Probable Interplay: Reactions to Epicureanism and Probabilism in the Seventeenth Century
DOI:
https://doi.org/10.4454/philinq.v10i2.428Keywords:
Epicureanism, Probabilism, History of philosophyAbstract
Scholastic probabilism regulated the use of opinions in much of seventeenth-century Catholic moral theology. It should therefore not come as a surprise that it also affected the acceptance of philosophical doctrines like epicureanism in Catholic countries. The ups and downs in the careers of probabilism and epicureanism in Italy are in conspicuous synch as this paper will show, with special emphasis on the Jesuit Cardinal Francesco ‘Pietro’ Sforza Pallavicino. Pallavicino (1607–1667) was one of the leading probabilists of his time and sympathetically discussed epicurean positions in Del bene (1644).
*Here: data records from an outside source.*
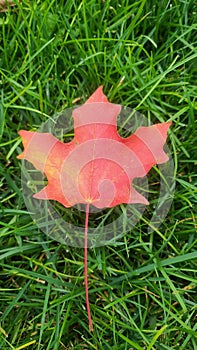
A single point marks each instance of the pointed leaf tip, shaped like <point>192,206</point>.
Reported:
<point>98,96</point>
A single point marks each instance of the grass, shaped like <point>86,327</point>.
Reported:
<point>142,289</point>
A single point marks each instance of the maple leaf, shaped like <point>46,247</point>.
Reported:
<point>98,166</point>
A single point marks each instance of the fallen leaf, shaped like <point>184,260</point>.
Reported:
<point>98,166</point>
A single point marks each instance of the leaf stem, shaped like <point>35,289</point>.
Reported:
<point>86,267</point>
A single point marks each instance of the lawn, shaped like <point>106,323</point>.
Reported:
<point>143,287</point>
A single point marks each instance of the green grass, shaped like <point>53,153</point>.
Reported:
<point>143,289</point>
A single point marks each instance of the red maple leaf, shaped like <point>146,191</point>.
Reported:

Probabilism’s license to favor the convenience and utility of agents in doubt about moral restrictions facilitated the adoption of epicurean attitudes, while opponents criticized probabilism for promoting the ‘prudence of the flesh’, a topos of longstanding anti-epicurean pedigree. The rising storm of opposition against probabilism in the second half of the seventeenth century thus contributed to a worsening of conditions for the spread of epicurean thought, with observable effects in Italy.